We also generated a positive adjusted EBITDA of $104,000, demonstrating strengthening cash flow. Our annualized recurring revenue, or ARR, which is the value of our service contracts normalized to a one-year period, totaled $498,000 at the end of the quarter. This was up more than 3x from $157,000 last year.
Meanwhile, another key metric, Total Contract Value, or TCV, hit $10.7 million, up 282 percent over last year. The dramatic growth in these numbers are a clear sign of our success in the transformation I’ve been talking about.
INN: What’s next for VirtualArmour? Do you see these positives trends continuing?
RA: Given this momentum, we’re naturally very optimistic about the future. Because of the increasing intensity and sophistication of cybersecurity threats from all corners of the world, we’re seeing IT budgets cybersecurity growing as companies prepare for 2019 and beyond.

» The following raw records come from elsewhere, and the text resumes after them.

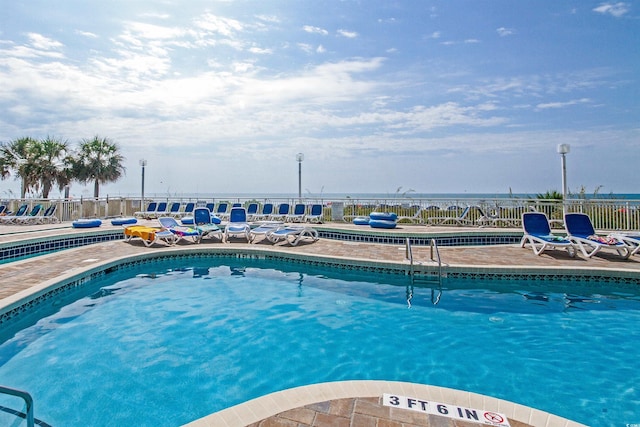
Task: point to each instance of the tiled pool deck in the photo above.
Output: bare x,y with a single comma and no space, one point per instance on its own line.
353,403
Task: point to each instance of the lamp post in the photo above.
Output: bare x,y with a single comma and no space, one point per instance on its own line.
143,163
299,159
563,149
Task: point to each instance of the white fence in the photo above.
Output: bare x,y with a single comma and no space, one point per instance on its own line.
605,214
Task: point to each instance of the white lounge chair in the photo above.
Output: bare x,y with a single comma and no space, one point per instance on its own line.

Enterprises are also discovering that its more economical, if not more effective, to outsource their cybersecurity monitoring and management to professional organizations like VirtualArmour who can be diligent around the clock.
Given the combination of our strengthening capabilities and these macro drivers, we expect to see a continued acceleration in our transition to higher margin-managed and professional services in the second half of 2018.
Combined with ongoing growth in customer acquisition and an increasing number of customers on our recurring revenue model, we are well on track for another year of record results. We see this translating into increased shareholder value as leading investor media organizations like INN continue to elevate our profile in the financial community.